WavePro: Clock-less Wave-Propagated Pipeline Compiler for Low-Power and High-Throughput Computation
Yehuda Kraa, Tzachi Noyb and Adam Temanc
Faculty of Engineering Bar-Ilan University Ramat Gan, Israel
ayehuda.kra@biu.ac.il
btzachi.noy@biu.ac.il
cadam.teman@biu.ac.il
ABSTRACT
Clock-less Wave-Propagated Pipelining is a longknown approach to achieve high-throughput without the overhead of costly sampling registers.
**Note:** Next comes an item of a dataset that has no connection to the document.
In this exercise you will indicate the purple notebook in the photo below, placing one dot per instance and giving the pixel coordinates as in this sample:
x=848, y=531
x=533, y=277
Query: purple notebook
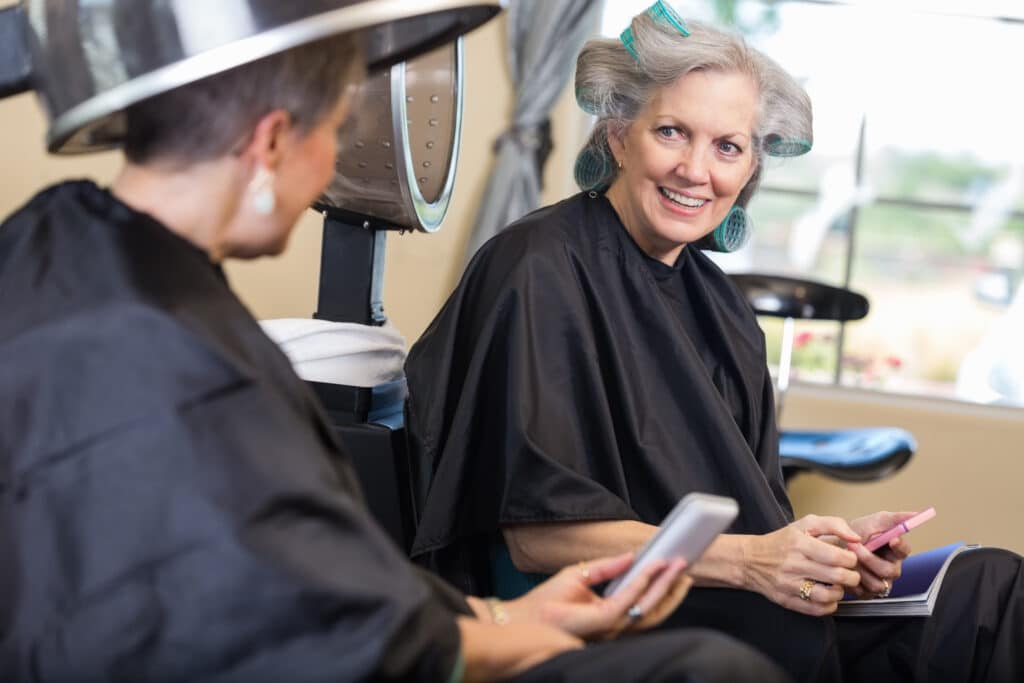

However, due to many design challenges, which have only increased with technology scaling, this approach has never been widely accepted and has generally been limited to small and very specific demonstrations. This paper addresses this barrier by presenting WavePro, a generic and scalable algorithm, capable of skew balancing any combinatorial logic netlist for the application of wave-pipelining. The algorithm was implemented in the WavePro Compiler automation utility, which interfaces with industry delays extraction and standard timing analysis tools to produce a sign-off quality result. The utility is demonstrated upon a dot-product accelerator in a 65nm CMOS technology, using a vendor-provided standard cell library and commercial timing analysis tools. By reducing the worstcase output skew by over 70%, the test case example was able to achieve equivalent throughput of an 8-staged sequentially pipelined implementation with power savings of almost 3×.
Keywords: Wave Propagation, Clock-less Wave Pipeline, High Throughput, Low Power.